A few states, the researchers found, have made some attempt to try and keep this “offline” children engaged – but even their efforts appear to be falling short:
“In many states (including Assam, Bihar, Jharkhand and Uttar Pradesh), virtually nothing has been done to help offline children to continue studying in one way or another during the lockout. In other states (e.g. Karnataka, Maharashtra, Punjab and Rajasthan), some efforts have been made, for instance by giving “worksheets” to offline children by way of homework, or by instructing teachers to visit parents’ homes from time to time for advice. Most of these efforts, however, are far from satisfactory, judging not only from the testimonies of parents and children, but also from the fact that children’s reading and writing abilities have been in freefall during the lockout (see below). The youngest children, e.g. in Grades 1 and 2, have been especially deprived of support.”

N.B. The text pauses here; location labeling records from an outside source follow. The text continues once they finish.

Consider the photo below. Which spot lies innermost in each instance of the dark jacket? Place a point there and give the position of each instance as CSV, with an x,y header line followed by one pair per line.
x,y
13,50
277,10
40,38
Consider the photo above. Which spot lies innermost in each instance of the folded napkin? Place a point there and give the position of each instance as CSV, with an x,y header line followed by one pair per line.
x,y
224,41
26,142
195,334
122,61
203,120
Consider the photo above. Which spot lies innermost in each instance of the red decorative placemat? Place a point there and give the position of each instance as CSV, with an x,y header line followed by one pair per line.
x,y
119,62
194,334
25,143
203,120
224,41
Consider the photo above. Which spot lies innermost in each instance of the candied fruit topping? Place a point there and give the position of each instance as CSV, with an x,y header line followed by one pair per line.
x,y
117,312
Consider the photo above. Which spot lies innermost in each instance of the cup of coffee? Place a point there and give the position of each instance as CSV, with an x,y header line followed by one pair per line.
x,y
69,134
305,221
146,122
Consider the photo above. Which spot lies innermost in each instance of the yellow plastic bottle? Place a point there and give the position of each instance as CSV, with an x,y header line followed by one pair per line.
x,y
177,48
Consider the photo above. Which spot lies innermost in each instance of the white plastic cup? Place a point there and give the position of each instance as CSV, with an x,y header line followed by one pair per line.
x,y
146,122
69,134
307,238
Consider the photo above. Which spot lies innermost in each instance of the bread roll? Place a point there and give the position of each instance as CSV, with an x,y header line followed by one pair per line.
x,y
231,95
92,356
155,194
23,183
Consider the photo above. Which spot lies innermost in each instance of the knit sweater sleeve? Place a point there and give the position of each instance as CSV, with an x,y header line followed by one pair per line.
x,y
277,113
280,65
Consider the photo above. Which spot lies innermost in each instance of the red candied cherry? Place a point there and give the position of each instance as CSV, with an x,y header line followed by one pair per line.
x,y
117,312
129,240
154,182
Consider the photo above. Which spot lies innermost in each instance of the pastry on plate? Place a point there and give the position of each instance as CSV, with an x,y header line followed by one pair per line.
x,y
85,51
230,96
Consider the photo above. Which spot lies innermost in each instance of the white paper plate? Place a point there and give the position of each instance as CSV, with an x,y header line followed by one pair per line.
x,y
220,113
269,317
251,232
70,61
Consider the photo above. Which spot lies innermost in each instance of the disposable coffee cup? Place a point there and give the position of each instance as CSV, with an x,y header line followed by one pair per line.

Another serious issue for the parents and children was the discontinuation of the midday meal in government schools. This meal served as an incentive for children from underprivileged backgrounds to attend school, and also ensured that they ate a nutritious meal. While students were entitled to receive some food at home instead, most surveyed parents complained that the quantity was a lot less. Twenty percent of students in urban areas and 14% in rural areas said they had received no compensation in place of the midday meal at all.
The simple reading test conducted on students supported what parents had said – that children’s reading skills may indeed have deteriorated over the last year and a half. “…about half of the children currently enrolled in Grades 3-5 were unable to read more than a few words. In rural areas, 42% were unable to read a single word,” the survey found.
The literacy rates observed among these children, the researchers found, was far lower than the national average from 10 years ago (as in the 2011 Census). “…according to the  census, average literacy rates in the age group of 10-14 years ranged from 88% to 98% in all the SCHOOL [surveyed] states except Bihar (83%); the all-India average was 91%. Ten years later, one would expect literacy rates above 90% to be the norm for that age group. Among SCHOOL children, however, literacy rates in the 10-14 age group are as low as 75% in urban areas, 67% in rural areas, and 61% for rural Dalits and Adivasis.”
Even with this sample survey, the researchers found, Dalit and Adivasi students were worse affected by being denied access to schools. “For instance, only 4% of rural SC/ST children are studying online regularly, compared with 15% among other rural children. Barely half of them were able to read more than a few letters in the reading test,” the report found.
Parents too are aware of this impact, with 98% of the SC/ST parents telling surveyors that they want schools to open as soon as possible.
As schools start to reopen, children are being promoted to high grades even if they have not learnt the coursework of the previous grade. The curriculum in their new classes, then, may be beyond their grasp. To deal with this, schools and governments have to come up with a plan very soon – otherwise children may be studying Grade 5 material even if they last properly learnt only Grade 2 material.
But not only has this plan not been made yet, the researchers point out that in many states, even basic reconstruction work in schools that have fallen into disrepair has not yet been done. For children, then, especially those who were not able to attend any online classes, reopening of schools is likely to lead to a host of other issues. If schools are opened without taking any of this into account, and with the goal of just going back to business as usual, it is simply a “recipe for disaster”, the researchers argue.